I appreciate your willingness to research ID further.  I believe a sincere effort and an open mind will lead you to reconsider absolute statements such as “ID is a fraud.”  I suspect the person who explained ID to you was uninformed regarding ID, and was likely just repeating someone else’s strawman version of ID.  As for what questions ID seeks to answer, they are the same questions mainstream evolutionary theory seeks to answer.  It can and does make testable predictions.  More than that, ID is a paradigm through which scientific research can be carried out.  Indeed, the idea that the universe and everything in it were designed was a guiding principle of science from its beginning (an idea promoted by the Catholic Church and its off-shoots, and kept alive through the dark ages by it).  It was this paradigm that led early thinkers to assume that nature would be law-driven, and that it could thus be described mathematically.  It was an underlying belief of most of the great historical figures of science, both before Darwin and even after him.

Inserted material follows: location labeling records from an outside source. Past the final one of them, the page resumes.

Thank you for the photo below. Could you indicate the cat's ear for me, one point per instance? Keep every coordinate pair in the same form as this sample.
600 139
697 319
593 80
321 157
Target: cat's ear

We use design detection methods in many fields of science today (forensics, archeology, cryptography).  ID simply seeks to apply those same techniques to biology and cosmology.  After ruling out chance and necessity, intelligent causation is a logical alternative to consider.  It does not stop science any more than knowing that a piece of unfamiliar technology is designed would stop a person from attempting to understand how it works or how it was designed.  Neither is it necessary to know who the designer is in order to arrive at a design inference.  It seems to me that ruling out a possible explanation a priori is dogmatic, and certainly more damaging to science.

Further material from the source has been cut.